Estamos diante do Evangelho de São Lucas, e hoje ele traz uma mensagem importante para o nosso crescimento espiritual. Jesus está preparando sua caminhada missionária para Jerusalém, e Ele sabe que lá está o final de Sua missão redentora por nós: a paixão, morte e ressurreição!  Por isso, precisa de fieis discípulos para a continuidade da grande missão do reino de Deus que deverá continuar no mundo, quando Ele for arrebatado.

Jesus está decidido a enfrentar todos os desafios, a começar pela Galileia indo pela Samaria, razão pela qual enviou discípulos à sua frente para preparar o lugar onde ficar, mas Ele não foi aceito pelos Samaritanos, quando souberam que se dirigia à Jerusalém.

Os Judeus não gostavam dos Samaritanos, por isso construíram um templo no Monte Garizim para Javé; não podiam ir à Jerusalém por ter como inimigos o povo de Israel e Judá.

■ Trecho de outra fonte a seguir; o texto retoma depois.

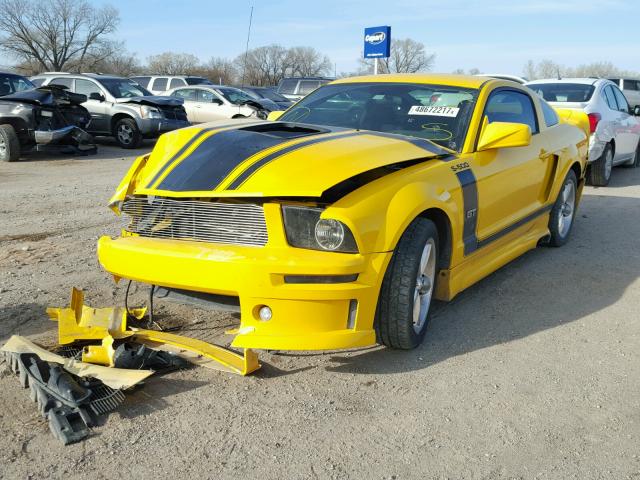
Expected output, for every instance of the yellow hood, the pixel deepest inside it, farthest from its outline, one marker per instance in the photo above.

Todos os Judeus evitavam passar por Samaria, e faziam seus caminhos passando pelo lado montanhoso, do mar da Galileia.

Apesar desta controvérsia, este é um dos textos mais enfáticos sobre o seguimento de Jesus em todo o Novo Testamento. Ele apresenta a questão de que, para ser discípulo de Jesus, devemos pagar um “preço” e temos que ter consciência da “urgência” de seu chamado.

O preço a pagar é a certeza de que seguimos um Senhor que, embora seja dono de todo o Universo, foi rejeitado e humilhado. Nossa vida não será diferente da d’Ele. Ser discípulo de Jesus significa assumir a disposição de ter uma vida simples, até mesmo com algumas necessidades, passar por incompreensões, às vezes estar sozinho nas lutas. Se não for assim, não estaremos aptos para seguir ao Senhor Jesus. 

Levar o nome de cristão também implica em colocar o reino de Deus como prioridade em nossa existência. O texto ilustra isso de um modo chocante: nossas relações familiares. Se não estivermos dispostos a pagar o “preço” de colocar Jesus acima de tudo, até mesmo da família, e de assumir essa decisão com rapidez, pois o reino de Deus exige urgência, não conseguiremos ser discípulos. Você já pensou nisso?